While sitting in the local Nepalese restaurant with my dad, we were enjoying our butter chicken curry and our spicy tandoori when I sprung a quick interview about customer service on him. Conversations like this don’t happen very often, so I wanted to take this opportunity to find out a bit more about my dad and what he thought about the values of the company I am currently aspiring to work at. He was born in Wisconsin and came to Japan in his early 30’s. He has five daughters and loves to write. The interview was simple, and I had a lot of fun asking him the questions.
When you were younger, did you do anything related to customer service?
No.
Not at all? Not even a bar or something?
Oh yeah, I did that when I was younger.
How was that?
I hated it.
Why?
People are jerks, and it stunk like smoke all the time. There were a lot of rude people.
Was this in Wisconsin? There weren’t any other customer service jobs?
I worked at a flouring company as well. I was the manager of a warehouse.
Did you learn anything interesting while you were there?
Yeah, that if I keep doing this I will have a sore back. The stuff was heavy.
What are the customer service difference between American and Japan?
I think in Japan its more formal and ceremonial.
The Buffer Values and my dad’s take on them:
- Choose Positivity
Do what you like. Try to make every situation positive. Try to learn something.
- Default to Transparency
Yeah, thats a good idea. They should tell everybody about what’s going on.
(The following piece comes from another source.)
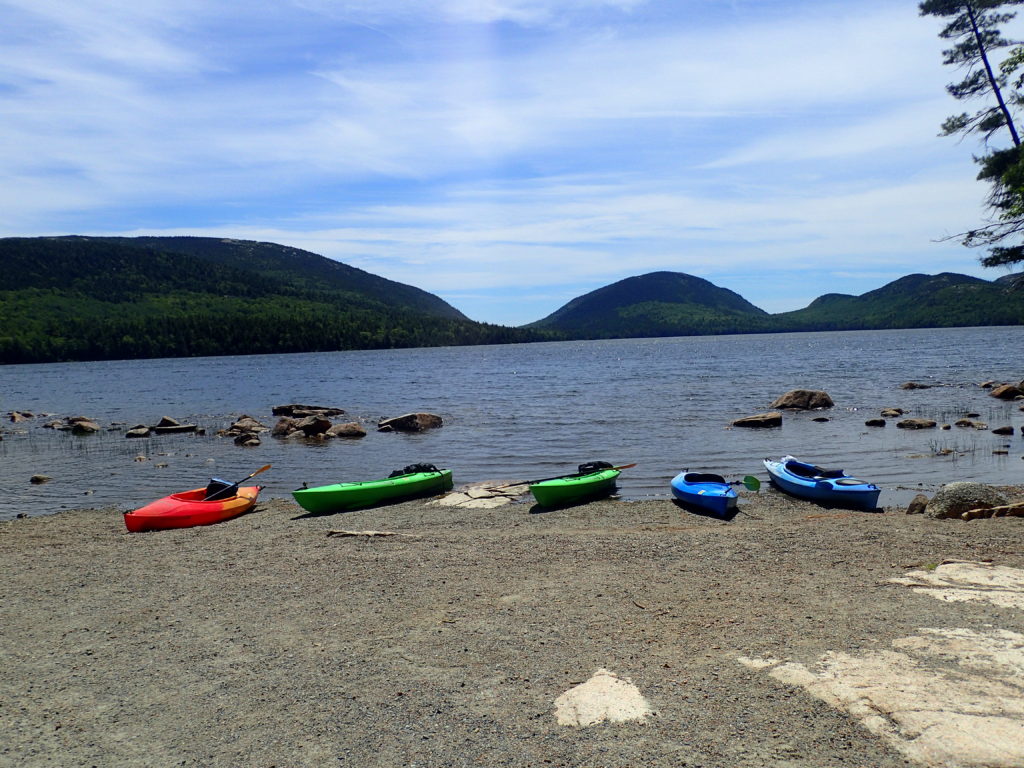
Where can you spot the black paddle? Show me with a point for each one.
(223, 493)
(556, 477)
Don’t keep any secrets.
- Focus on Self-Improvment
You got to always try harder I guess.
- Be a no-ego doer
We all have an ego.
- Listen first, then listen more
You should do more listening than talking.
- Communicate with Clarity
To be clear. I’d like to have everything clear, otherwise how do you know what’s happening? You don’t want to be in a fog. You will have accidents if you are in a fog.
- Make time to reflect
See how things went in the past and see wants going on. How things are working. Ask yourself, did this work for me? Thats what memories are for. Other things can be to watch your reflection in the mirror, stretching, et cetera.
- Live Smarter, Not Harder
Yeah, I agree wight hat one 100%, thats my motto. I’m going to tattoo that on my forehead. Why would you want to do everything the harder way?
- Show gratitude
Simple stuff. Compliments. Say something nice. Depends who you are talking to but saying thank you is the easiest.
- Do the right thing
Do the right thing! Good idea. What would the right thing be? The right thing would be to do things that you love, but don’t hurt other people.